Exploring the issue: In several cities around the world, streetwise "interrupters" are trying to stop teen violence before it starts.
Donate to Kids Off the Block


Robin Lim Nonprofit: Yayasan Bumi Sehat What it does: Offers free prenatal care, birthing services and medical aid to low-income women in Indonesia
Robin says: "Because the cost of childbirth often exhausts the family's income, the poor and even the middle-income people of the world find themselves in a downward spiral of suffering and loss, just when they should be celebrating the births of their babies."
Exploring the issue: Many women in the developing world do not have access to contraception or maternal care.
Donate to Yayasan Bumi Sehat


Derreck Kayongo
Nonprofit: Global Soap Project What it does: Collects partially used hotel soap in the United States, reprocesses it and then sends it abroad to save lives in impoverished countries
Derreck says: "Because of our work, this world is going to be a better place than we found it -- with no soap being thrown away and with no child or woman ... or any vulnerable populous left without a bar of soap to fend off disease."
Exploring the issue: In developing countries around the world, millions of children lack access to soap and clean water.
Donate to Global Soap Project

What appears above is from *here*.


Watching CNN's annual presentation of honors to various activists around the world, called CNN Heroes, reminds me, once again, of how many issues there are facing women and girls around the world. Far more issues than face those of us who are relatively wealthy, sheltered, and regionally advantaged.

Soap is needed to cleanse the skin of lethal bacteria. Clean, safe, accessible, free water is needed to live and be well. Unpoisoned and unoccupied land is a requirement for self-determination, community, spiritual health, and overall well-being. If one's land and water is occupied and possessed, or ravaged and poisoned by corporate power, by men, or by White-World settlers and invaders, it is difficult to sustain one's own life and the life of one's people. Safe, sturdy shelter is an increasingly rare thing. For women and girls to be physically safe, walls must offer protection from harmful forces both outside and inside.

What CNN Heroes does is to highlight (for two hours each year) activism by individuals, not collective activism designed to overthrow tyrannical and oppressive regimes, including regimes of men warring against women and girls. You will not hear the terms "white supremacy" or "male supremacy" or "the savage blood-thirst of the Western World" named as such in programs produced for CNN. It will honor amazing individuals only as long as those individuals do not publicly call for massive systemic change that disadvantages US corporate, raced, and patriarchal power.

What would the effect on the world be if all Western news media reported 24 hours a day/365 days a year on the necessity and value of anti-oppression activism? When will activists be given more than a few minutes to express thanks to CNN and instead detail how US corporate and military (patriarchal, imperialist) power murders millions of people, mostly poor, of color, and female?
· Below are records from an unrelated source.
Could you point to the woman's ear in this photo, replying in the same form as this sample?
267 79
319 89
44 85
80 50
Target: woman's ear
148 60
When will Anderson Cooper speak to this in ways that educate his audience to the systemic, institutionalised dimensions of the harms spoken of in this annual special? I wonder. Because as long as the masses of media consumers are led to think that globalised atrocities and injustices are caused by unorganised or merely unfortunate events, we are left ignorant about how to properly support those activists who are working for radical social-political-economic change. And how to be those activists too.